What are a few of the things you really need to keep in mind when starting that next big MySQL project?
About that Caching Layer
It’s no longer that case that the typical site is a vanilla LAMP stack with Linux, Apache, MySQL and your favorite “P” scripting language (Perl, PHP, or Python). Not only a lot more languages out there nowadays (Ruby, for example), but there’s a new layer in the stack: caching. It’s become fairly common to use memcached as a place to store transient data that’s too expensive to fetch from MySQL. Performance is excellent. With gigabit networks connecting 64 bit machines that have anywhere from 16 to 64GB of RAM and no disk involved, you easily get response times measured in the single digit milliseconds.
Memcached isn’t the only came in town. There are numerous Open Source Distributed Hash Table (DHT) projects working to make fast and scalable systems for storing and retrieving arbitrary key/value pairs.

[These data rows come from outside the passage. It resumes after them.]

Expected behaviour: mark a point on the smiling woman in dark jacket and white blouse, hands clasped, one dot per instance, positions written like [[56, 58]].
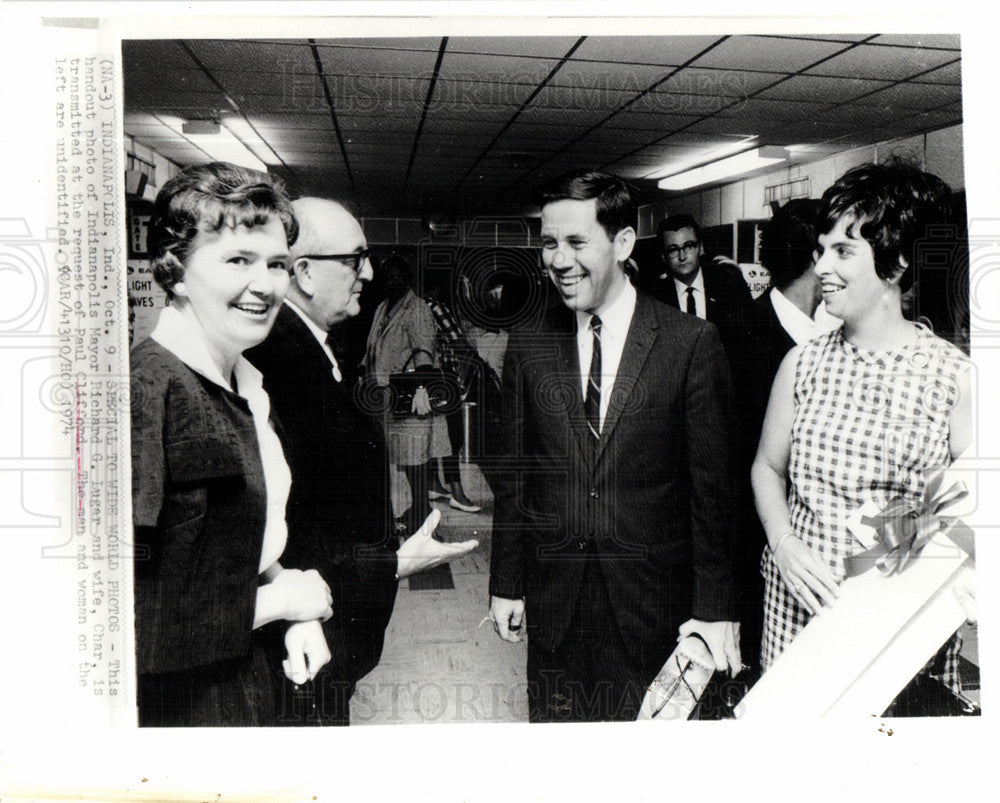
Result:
[[209, 479]]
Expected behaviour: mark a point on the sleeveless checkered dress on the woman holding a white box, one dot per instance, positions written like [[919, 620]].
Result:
[[867, 426]]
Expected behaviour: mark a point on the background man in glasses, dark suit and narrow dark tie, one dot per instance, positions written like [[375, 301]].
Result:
[[714, 291]]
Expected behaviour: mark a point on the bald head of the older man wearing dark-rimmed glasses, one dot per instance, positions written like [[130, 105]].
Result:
[[327, 290]]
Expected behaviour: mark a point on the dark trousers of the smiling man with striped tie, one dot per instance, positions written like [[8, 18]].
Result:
[[590, 676]]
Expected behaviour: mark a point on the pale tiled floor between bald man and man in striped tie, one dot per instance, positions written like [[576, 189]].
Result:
[[442, 661]]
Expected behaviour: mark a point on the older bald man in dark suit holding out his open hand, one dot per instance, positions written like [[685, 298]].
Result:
[[338, 513]]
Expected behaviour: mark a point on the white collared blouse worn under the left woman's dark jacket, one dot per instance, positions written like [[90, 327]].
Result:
[[181, 337]]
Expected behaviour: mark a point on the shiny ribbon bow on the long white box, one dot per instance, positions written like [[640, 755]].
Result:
[[903, 528]]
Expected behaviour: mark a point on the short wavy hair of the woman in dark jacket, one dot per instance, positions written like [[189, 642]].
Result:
[[206, 198]]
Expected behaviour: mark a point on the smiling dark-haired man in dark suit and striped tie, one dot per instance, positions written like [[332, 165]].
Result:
[[611, 534]]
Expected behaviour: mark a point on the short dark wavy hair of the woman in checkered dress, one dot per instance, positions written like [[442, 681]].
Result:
[[894, 206]]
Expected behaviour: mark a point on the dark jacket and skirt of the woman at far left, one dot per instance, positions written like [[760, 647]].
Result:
[[198, 511]]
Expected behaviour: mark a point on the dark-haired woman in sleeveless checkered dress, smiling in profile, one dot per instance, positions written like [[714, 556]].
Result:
[[862, 413]]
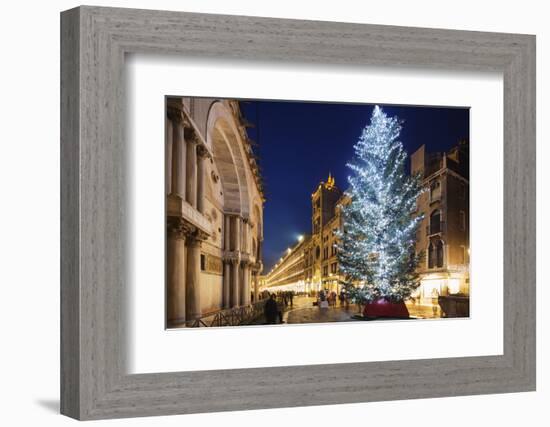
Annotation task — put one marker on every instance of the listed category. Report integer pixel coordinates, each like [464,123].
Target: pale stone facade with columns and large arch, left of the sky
[214,210]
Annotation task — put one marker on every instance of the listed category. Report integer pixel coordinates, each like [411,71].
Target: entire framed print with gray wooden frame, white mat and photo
[362,196]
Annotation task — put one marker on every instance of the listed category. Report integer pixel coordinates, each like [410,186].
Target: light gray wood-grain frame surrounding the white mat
[94,41]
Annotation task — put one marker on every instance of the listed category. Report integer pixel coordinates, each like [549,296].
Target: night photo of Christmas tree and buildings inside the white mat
[299,212]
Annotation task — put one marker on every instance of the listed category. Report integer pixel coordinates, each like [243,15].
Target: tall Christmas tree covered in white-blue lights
[377,250]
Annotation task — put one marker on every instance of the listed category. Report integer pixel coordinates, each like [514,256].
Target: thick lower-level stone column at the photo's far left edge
[175,276]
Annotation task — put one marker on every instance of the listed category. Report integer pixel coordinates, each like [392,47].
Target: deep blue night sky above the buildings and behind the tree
[299,143]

Plan for a caching layer in your application. Instead of writing code that directly queries the database for data that rarely changes or data you expect to re-use frequently, either within or across user sessions, hide that logic behind a function. Doing so provides a layer of separation that makes it far easier to begin making use of a caching layer (since you’ll have a single library of functions to update), even if you don’t actually have memcached or a DHT of some sort running from the start.
OLTP vs. OLAP (or External vs. Internal)
Relational databases are often used in two very different (nearly opposite, in fact) roles: Online Transaction Processing (OLTP) and Online Analytical Processing (OLAP). If you’re not sure which of those two you need, the answer is probably “both” and that’s part of the problem. Typical “consumer” web applications are OLTP applications from the user’s point of view. Most queries are going to use indexes so they need to examine very few rows in a given table. Depending on the nature of the site, there may be a mix of read and write queries occurring as the user interacts with the site. But at any given time, and for any given user, only a very small slice of the total dataset is used.

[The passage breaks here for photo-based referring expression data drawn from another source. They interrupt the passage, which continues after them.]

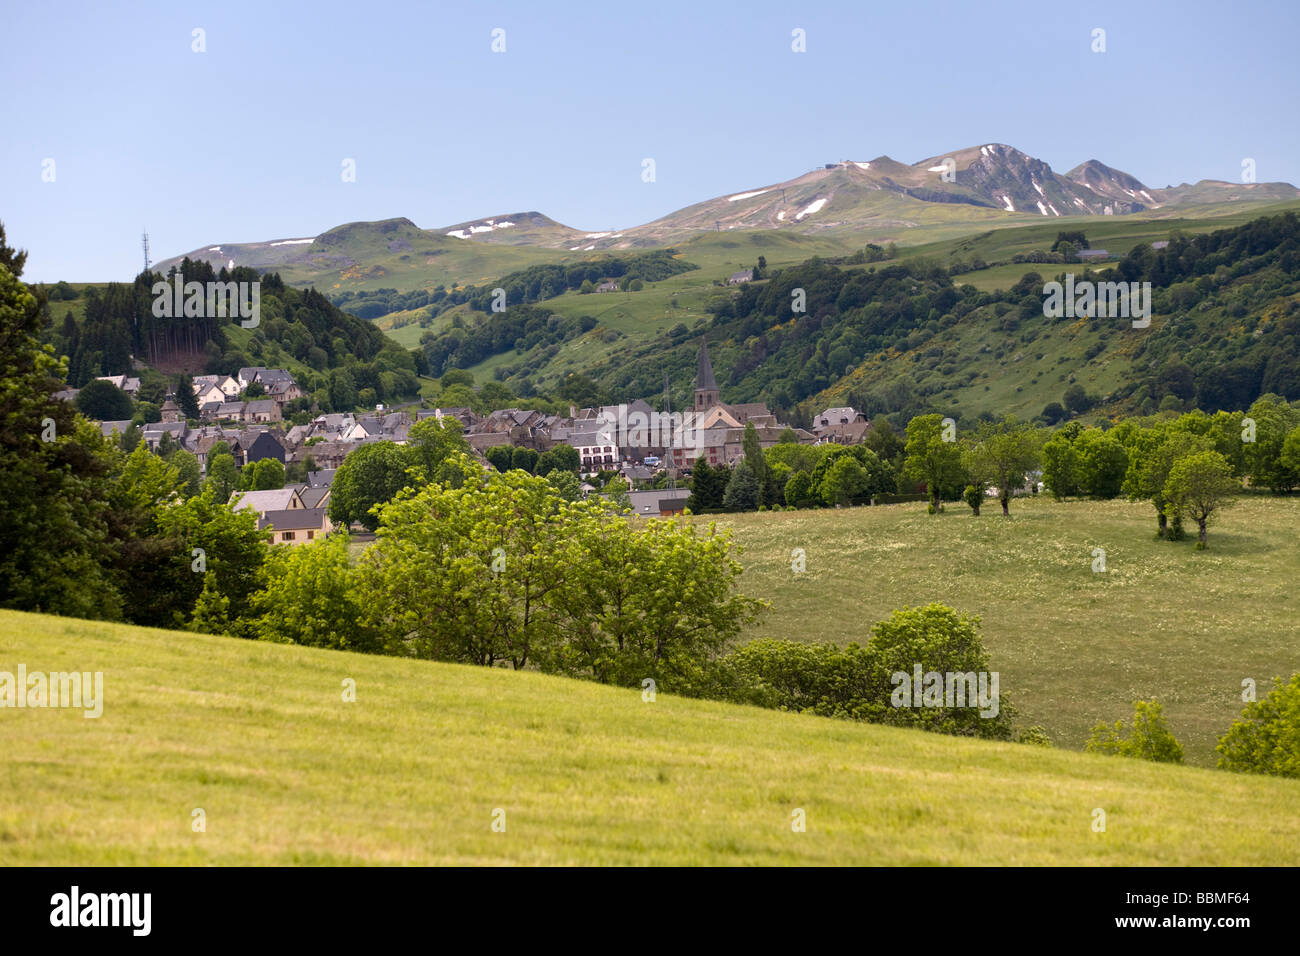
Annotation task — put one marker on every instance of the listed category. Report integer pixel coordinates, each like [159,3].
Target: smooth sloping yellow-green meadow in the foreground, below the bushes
[259,738]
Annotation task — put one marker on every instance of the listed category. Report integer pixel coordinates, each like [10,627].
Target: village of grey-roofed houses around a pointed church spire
[649,449]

However, needs on the back end are often quite different. The people who keep things running behind the scenes often want to ask interesting questions about the aggregate data. That means you end up building reporting tools that attempt to answer those questions without bringing the site to it’s knees. And over time that gets harder and harder because the queries end up needing to look at a substantial portion of the data (if not all of it). The data size continues to increase and the questions get harder to answer.
Eventually you’ll come to realize two things. First, and this doesn’t take long, you need a dedicated machine on which to host this internal reporting database. Having a separate slave means that no matter how gnarly things get, the live site is not impacted. That’s easy. But the larger issue is that traditional OLTP and OLAP database schemas are built differently with different goals in mind.
It’s common to see a very academically correct design for a reporting (OLAP) database. The star schema is a common pattern to follow for data-mining and reporting applications. But on the front side you’re more likely to keep the number of tables small and forego some normalization in favor of keeping queries simple for better performance.
If you anticipate this sort of scenario playing out, it’s best to think about how to truly separate analytics from the low-latency user-facing queries. You may find that the majority of back-end analysis only needs to look at the previous day’s data. In cases like this, it’s pretty straightforward to build a mechanism to extract that necessary data, load it into a database designed for handling those queries.
It sounds obvious, but a little bit extra thinking and planning early on in the life cycle of a database-backed Web application can make your life a lot easier down the road. Give some serious though the role of the database and write it down. Be prepared to say “no” when things begin to creep too far. Make sure you plan for caching the first time you begin coding queries in your app. And don’t let your internal analytics needs dictate the schema or features of the main production database.